AN Indian American neurosurgeon has urged Asians to acknowledge instances of racism in people’s lives and to even talk about how they impact them.
In a CNN podcast, Dr Sanjay Gupta revealed why he almost changed his name to Steve.
“When I when I was young, probably around six, seven years old, and all of a sudden, I thought to myself that if I changed my name to Steve, because it was Steve Austin, “The Six Million Dollar Man,” which was the television show. If I changed my name to Steve, it was going to solve all my problems,” he said.
“So, I went to my mom, who I thought was going to be very angry with me, and she basically agreed to it. And kind of gave me a night to think about it. And when I slept on it, which is what I think her plan was all along, I realized that it was a really silly idea. I shouldn’t do it and I never changed my name.”

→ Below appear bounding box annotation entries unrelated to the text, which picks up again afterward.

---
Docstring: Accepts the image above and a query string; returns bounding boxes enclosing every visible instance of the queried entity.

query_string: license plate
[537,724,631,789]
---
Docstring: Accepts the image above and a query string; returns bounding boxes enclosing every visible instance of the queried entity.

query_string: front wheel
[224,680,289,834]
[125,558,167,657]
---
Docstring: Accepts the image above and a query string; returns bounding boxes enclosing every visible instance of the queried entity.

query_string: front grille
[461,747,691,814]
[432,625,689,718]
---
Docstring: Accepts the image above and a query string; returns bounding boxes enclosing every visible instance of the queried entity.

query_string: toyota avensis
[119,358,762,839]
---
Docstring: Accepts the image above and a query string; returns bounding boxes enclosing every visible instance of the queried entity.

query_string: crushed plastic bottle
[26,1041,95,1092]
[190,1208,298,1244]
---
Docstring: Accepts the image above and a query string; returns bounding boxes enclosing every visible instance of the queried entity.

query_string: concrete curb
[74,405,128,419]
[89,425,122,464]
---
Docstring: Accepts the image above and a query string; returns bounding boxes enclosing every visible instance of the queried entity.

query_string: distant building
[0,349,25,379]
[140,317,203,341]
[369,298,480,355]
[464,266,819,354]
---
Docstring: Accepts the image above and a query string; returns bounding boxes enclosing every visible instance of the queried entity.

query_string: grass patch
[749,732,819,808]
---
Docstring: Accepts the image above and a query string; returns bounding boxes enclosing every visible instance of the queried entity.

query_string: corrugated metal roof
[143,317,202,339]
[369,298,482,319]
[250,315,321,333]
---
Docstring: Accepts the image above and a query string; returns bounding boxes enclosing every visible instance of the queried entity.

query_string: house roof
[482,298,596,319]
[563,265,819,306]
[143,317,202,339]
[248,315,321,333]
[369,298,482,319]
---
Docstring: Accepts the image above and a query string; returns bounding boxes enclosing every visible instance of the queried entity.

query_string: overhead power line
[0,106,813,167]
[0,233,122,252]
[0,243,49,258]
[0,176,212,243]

During the podcast, Dr Gupta said that even as a kid he intuitively understood how much race actually affected his in the world.
“I didn’t think about it that much. I just realized that I wanted to change my name, for example. It was admittedly sort of this very simplistic and superficial fix to the problem of racism, but I was six or seven years old. I didn’t realize the longer lasting and deeper effects,” he told the CNN.
“And racism, obviously, it affects not just our names, it affects how much money we make, how happy we are, how long we live. We know it’s associated with poorer physical health, things like high blood pressure and obesity, and also our mental health, our optimism, our outlook on the world.”
In the last two years, advocates say one in five Asian Americans who’ve experienced racism have shown symptoms of racial trauma, the neurosurgeon said.
“That’s a word psychologists use to describe the psychological and emotional harm caused by racism. And racial trauma doesn’t just affect Asian Americans. It impacts many people of colour, including black and brown communities,” he added.